Sioni che le vengono richieste. Un altro problema, se possibile ancor più grave, riguarda l’impossibilità di avviare una programmazione che permetta un intervento di ripulitura e salvaguardia dell’Oasi dei Variconi. La Finanziaria regionale 2010 ha stabilito che una programmazione per essere approvata deve ottenere l’assenso della Comunità dell’Ente, formata dagli amministratori comunali, provinciali e regionali presenti sul territorio del parco, del Collegio dei Revisori dei Conti, composto da due membri nominati dalla Regione e uno dal Ministero del Tesoro, e della Giunta Esecutiva, che sostituisce il Consiglio Direttivo e viene nominata dalla Regione. Purtroppo, però, Palazzo Santa Lucia per ora non ha ancora provveduto alla nomina dei membri della giunta e del collegio, bloccando così ogni progetto teso alla riqualificazione dell’Oasi. È bene sottolineare il fatto che, sebbene la Finanziaria sia stata approvata da poco tempo, anche le nomine per il vecchio Consiglio Direttivo erano bloccate da Novembre 2009. Ciò implica che ormai da un anno e quattro mesi l’Ente Parco non può avviare nessuna programmazione e quindi ottenere fondi per interventi eccezionali.

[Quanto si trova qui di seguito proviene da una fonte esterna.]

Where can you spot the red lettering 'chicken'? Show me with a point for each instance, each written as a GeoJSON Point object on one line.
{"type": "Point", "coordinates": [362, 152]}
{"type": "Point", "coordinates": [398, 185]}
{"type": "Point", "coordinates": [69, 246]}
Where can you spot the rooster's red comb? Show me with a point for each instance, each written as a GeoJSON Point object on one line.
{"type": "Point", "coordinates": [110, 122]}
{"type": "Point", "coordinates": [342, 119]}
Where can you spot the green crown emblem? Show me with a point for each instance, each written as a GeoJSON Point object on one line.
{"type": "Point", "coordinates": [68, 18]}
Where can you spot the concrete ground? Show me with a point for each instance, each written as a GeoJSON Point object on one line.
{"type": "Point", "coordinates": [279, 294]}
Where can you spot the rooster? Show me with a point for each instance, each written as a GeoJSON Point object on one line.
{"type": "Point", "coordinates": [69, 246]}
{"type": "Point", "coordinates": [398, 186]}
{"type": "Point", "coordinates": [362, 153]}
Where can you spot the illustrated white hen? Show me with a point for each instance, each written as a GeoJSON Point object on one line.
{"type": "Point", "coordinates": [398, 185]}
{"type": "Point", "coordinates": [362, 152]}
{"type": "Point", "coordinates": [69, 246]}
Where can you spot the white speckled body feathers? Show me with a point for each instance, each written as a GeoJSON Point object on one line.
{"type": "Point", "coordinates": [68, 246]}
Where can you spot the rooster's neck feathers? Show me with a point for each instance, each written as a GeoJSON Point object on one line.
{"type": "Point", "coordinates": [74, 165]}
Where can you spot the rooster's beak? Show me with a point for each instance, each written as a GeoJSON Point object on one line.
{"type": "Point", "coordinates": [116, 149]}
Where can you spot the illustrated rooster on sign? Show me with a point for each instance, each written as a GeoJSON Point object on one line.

L’unico intervento volto alla salvaguardia dell’Oasi è quindi quello dell’astir (Azienda ambientale della Regione Campania) che però non può che essere parziale. Infatti questa società, interamente partecipata dalla Regione Campania, può solo raccogliere in primavera i rifiuti trasportati nell’area dalle piene invernali del Volturno ma non può dar vita ad un progetto di più ampio respiro che possa risolvere il problema della pulizia dell’Oasi in modo definitivo. Non ci resta quindi che aspettare che la Regione si renda conto dell’importanza ambientale di questa area umida e che si decida a sbloccare questa situazione di stallo nominando i membri della Giunta Esecutiva e del Collegio dei Revisori.